The Trademark Trial and Appeals Board (TTAB) cancellation of the Washington Redskins trademark registration does not mean the team has to stop using the trademark. The TTAB lacks the statutory authority to stop the use of a trademark, even if the Board has the authority to cancel the trademark registration.
The team has already announced an appeal of the TTAB decision that the team's trademarks, including the word Redskins or the Native American image above, are disparaging. This is a historical repeat of 1999 when the team overcame a cancellation of the trademarks on the same disparagement grounds.

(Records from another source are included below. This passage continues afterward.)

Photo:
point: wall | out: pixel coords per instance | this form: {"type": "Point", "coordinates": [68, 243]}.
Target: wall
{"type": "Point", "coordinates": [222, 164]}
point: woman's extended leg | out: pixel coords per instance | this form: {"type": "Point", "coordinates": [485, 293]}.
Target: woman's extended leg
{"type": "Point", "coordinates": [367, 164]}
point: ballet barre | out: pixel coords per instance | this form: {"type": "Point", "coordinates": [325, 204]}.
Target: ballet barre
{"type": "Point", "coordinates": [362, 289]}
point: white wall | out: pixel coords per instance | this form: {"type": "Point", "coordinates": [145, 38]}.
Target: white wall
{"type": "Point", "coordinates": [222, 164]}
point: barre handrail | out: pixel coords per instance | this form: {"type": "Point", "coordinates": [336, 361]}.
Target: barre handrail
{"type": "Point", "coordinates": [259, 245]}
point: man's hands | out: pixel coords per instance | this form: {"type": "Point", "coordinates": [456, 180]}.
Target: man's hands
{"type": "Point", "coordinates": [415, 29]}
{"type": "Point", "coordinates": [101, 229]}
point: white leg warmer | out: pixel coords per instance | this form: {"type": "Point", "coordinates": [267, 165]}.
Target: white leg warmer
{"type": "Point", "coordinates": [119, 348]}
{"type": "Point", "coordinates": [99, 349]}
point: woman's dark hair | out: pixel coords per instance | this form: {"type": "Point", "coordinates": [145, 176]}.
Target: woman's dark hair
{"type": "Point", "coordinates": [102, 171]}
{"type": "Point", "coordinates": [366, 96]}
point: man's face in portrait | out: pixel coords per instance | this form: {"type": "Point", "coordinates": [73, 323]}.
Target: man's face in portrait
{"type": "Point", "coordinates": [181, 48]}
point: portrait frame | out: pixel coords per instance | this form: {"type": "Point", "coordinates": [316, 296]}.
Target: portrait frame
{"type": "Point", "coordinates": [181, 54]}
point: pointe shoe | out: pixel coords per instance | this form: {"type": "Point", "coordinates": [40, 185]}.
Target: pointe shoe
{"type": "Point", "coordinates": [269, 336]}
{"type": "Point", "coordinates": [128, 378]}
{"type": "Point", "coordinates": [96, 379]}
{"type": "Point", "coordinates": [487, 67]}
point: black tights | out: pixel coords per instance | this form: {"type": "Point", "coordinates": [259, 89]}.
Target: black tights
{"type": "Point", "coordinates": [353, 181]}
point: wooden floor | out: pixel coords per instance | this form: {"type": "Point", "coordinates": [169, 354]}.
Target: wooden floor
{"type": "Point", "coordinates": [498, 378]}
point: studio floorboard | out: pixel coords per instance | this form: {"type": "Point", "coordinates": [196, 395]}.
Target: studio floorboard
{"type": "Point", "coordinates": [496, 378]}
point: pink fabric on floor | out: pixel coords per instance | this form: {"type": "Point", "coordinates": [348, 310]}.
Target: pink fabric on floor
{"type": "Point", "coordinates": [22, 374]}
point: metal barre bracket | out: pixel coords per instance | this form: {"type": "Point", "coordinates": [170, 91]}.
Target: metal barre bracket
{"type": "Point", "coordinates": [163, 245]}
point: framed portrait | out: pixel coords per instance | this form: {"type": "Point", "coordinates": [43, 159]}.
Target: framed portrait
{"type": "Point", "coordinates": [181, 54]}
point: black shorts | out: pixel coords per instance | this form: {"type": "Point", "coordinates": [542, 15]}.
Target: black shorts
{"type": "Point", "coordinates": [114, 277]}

The TTAB decision was not unanimous. Judge Bergsman dissented, meaning he disagreed with the other judges, stating the Board answered the wrong legal question. The actual question before the board was
a much narrower, legal question: whether the evidence made of record in this case establishes that the term “redskins” was disparaging to a substantial composite of Native Americans at the time each of the challenged registrations issued.
The dissent focuses on the fact the evidence submitted is not sufficient to show disparagement in the late 1960's and early 1970's.
By this dissent, I am not suggesting that the term “redskins” was not disparaging in 1967, 1974, 1978, and 1990 (the registration dates at issue). Rather, my conclusion is that the evidence petitioners put forth fails to show that it was.
This lack of evidence may just be the successful making of an appeal.